2. Cuando Ezequías vio que Senaquerib venía con intención de atacar a Jerusalén

3. se reunió con todos los jefes y hombres valerosos y llegaron al acuerdo de cortar las fuentes de agua que había fuera de la ciudad.

4. Se juntó mucha gente y cortaron todas las fuentes de agua y los esteros que corrían por el medio del territorio, diciendo: «Si vienen los asirios, que tengan el agua medida.»

5. Con gran ánimo reparó la parte de la muralla que estaba derribada, alzando torres sobre ella. Levantó, además, otra muralla exterior, fortificó el Milo en la ciudad de David y fabricó gran cantidad de armas y escudos.

6. Nombró generales al frente de las tropas, los reunió a todos en la plaza de la puerta de la ciudad y hablándoles al corazón les dijo:

7. «Sean fuertes y tengan ánimo, no teman ni desmayen ante el rey de Asur ni ante todo el ejército que viene con él, porque es más el que está con nosotros que lo que está con él.

8. Con él hay una fuerza humana, pero con nosotros está Yavé, nuestro Dios, para ayudarnos y combatir nuestros combates.» El pueblo quedó confortado con las palabras de Ezequías, rey de Judá.

9. Después de esto, Senaquerib, rey de Asur, que estaba sitiando Laquis con todas sus tropas, envió mensajeros a Ezequías, rey de Judá, y a los judíos en Jerusalén para decirles:

10. «Así dice Senaquerib, rey de Asur: ¿En quién tienen puesta su confianza, para permanecer cercados en Jerusalén?

11. ¿No los engaña Ezequías cuando les dice: Yavé, nuestro Dios, nos librará de la mano del rey de Asiria? ¿No es culpable de que van a morir de hambre y sed?

12. ¿No es este mismo Ezequías el que ha quitado los santuarios altos y los altares y ha dicho a Judá y a Jerusalén: Ante un solo altar se postrarán y sobre él quemarán incienso?

13. ¿Acaso ignoran ustedes lo que yo y mis padres hemos hecho con todos los pueblos de los demás países? ¿Por ventura los dioses de estas naciones han sido capaces de liberar sus territorios de mi mano?

14. ¿Quién de entre todos los dioses de aquellas naciones que mis padres exterminaron pudo liberar a su pueblo de mi mano? ¿Es que el Dios de ustedes podrá librarse de mi mano?

15. Así, pues, que no los engañe Ezequías ni los seduzca con vanas promesas.
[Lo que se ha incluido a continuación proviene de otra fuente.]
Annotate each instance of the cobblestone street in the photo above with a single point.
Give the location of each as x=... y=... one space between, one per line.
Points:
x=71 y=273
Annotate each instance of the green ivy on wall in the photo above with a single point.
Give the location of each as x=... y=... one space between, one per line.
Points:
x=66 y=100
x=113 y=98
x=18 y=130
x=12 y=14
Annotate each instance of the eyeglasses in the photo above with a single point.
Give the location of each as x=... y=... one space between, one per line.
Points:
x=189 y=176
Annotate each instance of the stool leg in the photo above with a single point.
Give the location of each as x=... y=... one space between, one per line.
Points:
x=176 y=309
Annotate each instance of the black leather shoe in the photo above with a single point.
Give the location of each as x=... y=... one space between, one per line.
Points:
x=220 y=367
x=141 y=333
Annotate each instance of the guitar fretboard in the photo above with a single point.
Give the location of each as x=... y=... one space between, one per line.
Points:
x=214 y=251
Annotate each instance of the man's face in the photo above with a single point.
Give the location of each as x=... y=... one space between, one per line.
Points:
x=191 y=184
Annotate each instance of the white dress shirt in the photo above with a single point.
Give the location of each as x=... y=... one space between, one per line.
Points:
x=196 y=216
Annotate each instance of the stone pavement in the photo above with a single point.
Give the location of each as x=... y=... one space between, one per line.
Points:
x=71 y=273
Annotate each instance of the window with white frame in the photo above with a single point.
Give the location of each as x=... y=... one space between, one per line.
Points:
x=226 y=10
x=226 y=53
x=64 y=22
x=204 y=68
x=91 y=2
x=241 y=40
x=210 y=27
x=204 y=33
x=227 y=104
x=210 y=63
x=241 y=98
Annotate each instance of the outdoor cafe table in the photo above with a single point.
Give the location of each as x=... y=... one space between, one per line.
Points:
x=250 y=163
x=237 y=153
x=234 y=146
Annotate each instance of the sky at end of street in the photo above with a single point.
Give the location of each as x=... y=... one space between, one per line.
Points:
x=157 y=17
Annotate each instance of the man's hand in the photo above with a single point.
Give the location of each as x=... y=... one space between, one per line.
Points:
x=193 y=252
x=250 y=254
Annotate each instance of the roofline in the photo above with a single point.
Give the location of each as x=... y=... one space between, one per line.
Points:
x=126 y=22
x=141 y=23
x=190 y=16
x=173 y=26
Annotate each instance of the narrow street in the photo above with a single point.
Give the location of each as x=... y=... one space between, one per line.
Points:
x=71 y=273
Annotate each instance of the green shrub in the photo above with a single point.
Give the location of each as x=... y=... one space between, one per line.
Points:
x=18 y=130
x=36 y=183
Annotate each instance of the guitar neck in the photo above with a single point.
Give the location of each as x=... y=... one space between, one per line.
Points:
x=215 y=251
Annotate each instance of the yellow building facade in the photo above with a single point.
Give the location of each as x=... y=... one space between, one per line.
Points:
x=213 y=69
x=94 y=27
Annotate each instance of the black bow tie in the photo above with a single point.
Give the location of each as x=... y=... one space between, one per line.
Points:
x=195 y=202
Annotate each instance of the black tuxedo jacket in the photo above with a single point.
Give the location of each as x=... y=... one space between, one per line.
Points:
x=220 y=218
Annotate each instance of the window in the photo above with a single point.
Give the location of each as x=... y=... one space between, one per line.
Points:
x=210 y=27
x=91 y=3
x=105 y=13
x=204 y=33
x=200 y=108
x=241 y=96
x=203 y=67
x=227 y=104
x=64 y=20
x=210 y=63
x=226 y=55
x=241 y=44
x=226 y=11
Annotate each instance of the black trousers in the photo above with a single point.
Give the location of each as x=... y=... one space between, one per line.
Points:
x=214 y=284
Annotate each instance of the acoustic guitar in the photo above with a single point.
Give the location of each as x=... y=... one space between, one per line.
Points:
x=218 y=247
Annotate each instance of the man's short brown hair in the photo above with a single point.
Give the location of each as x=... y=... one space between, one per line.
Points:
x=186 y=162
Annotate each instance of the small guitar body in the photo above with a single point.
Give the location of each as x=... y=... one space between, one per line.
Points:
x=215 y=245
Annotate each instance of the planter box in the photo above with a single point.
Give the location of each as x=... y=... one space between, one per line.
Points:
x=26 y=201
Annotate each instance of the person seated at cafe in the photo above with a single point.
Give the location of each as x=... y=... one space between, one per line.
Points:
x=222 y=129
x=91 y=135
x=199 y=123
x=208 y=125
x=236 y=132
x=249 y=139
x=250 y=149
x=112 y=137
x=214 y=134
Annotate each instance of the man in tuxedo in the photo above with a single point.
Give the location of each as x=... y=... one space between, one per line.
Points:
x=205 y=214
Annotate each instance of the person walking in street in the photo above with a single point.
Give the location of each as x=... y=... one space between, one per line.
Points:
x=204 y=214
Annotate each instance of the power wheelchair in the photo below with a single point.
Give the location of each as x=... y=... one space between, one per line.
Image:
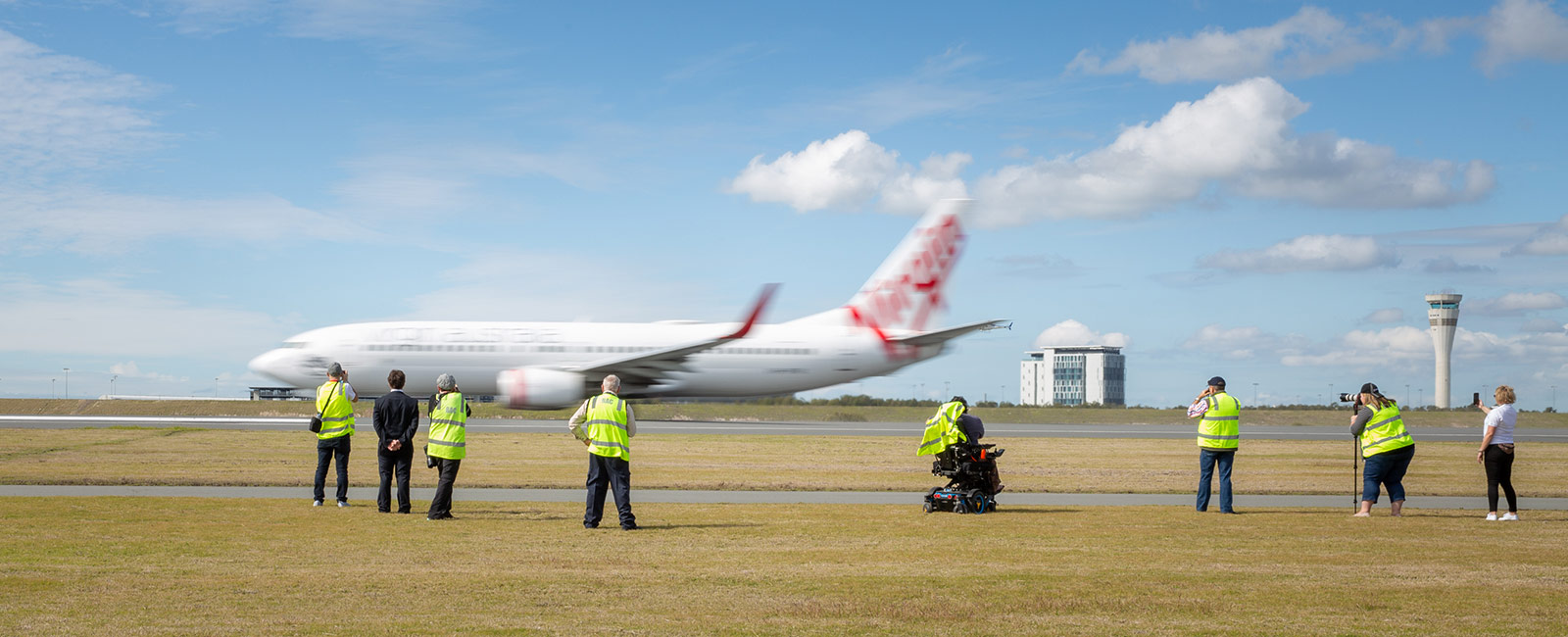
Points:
x=972 y=480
No lo crean. Ningún Dios de ninguna nación o reino ha podido salvar a su pueblo de mi mano, ni de la mano de mis padres. ¡Cuánto menos podrán los dioses de ustedes librarlos de mi mano!»

16. Sus mensajeros dijeron todavía más cosas contra Yavé y contra Ezequías, su siervo.

17. Escribió además cartas para insultar a Yavé, Dios de Israel, hablando contra él de este modo: «Así como los dioses de las naciones de otros países no las han salvado de mi mano, así tampoco el Dios de Ezequías salvará a su pueblo de mi mano.»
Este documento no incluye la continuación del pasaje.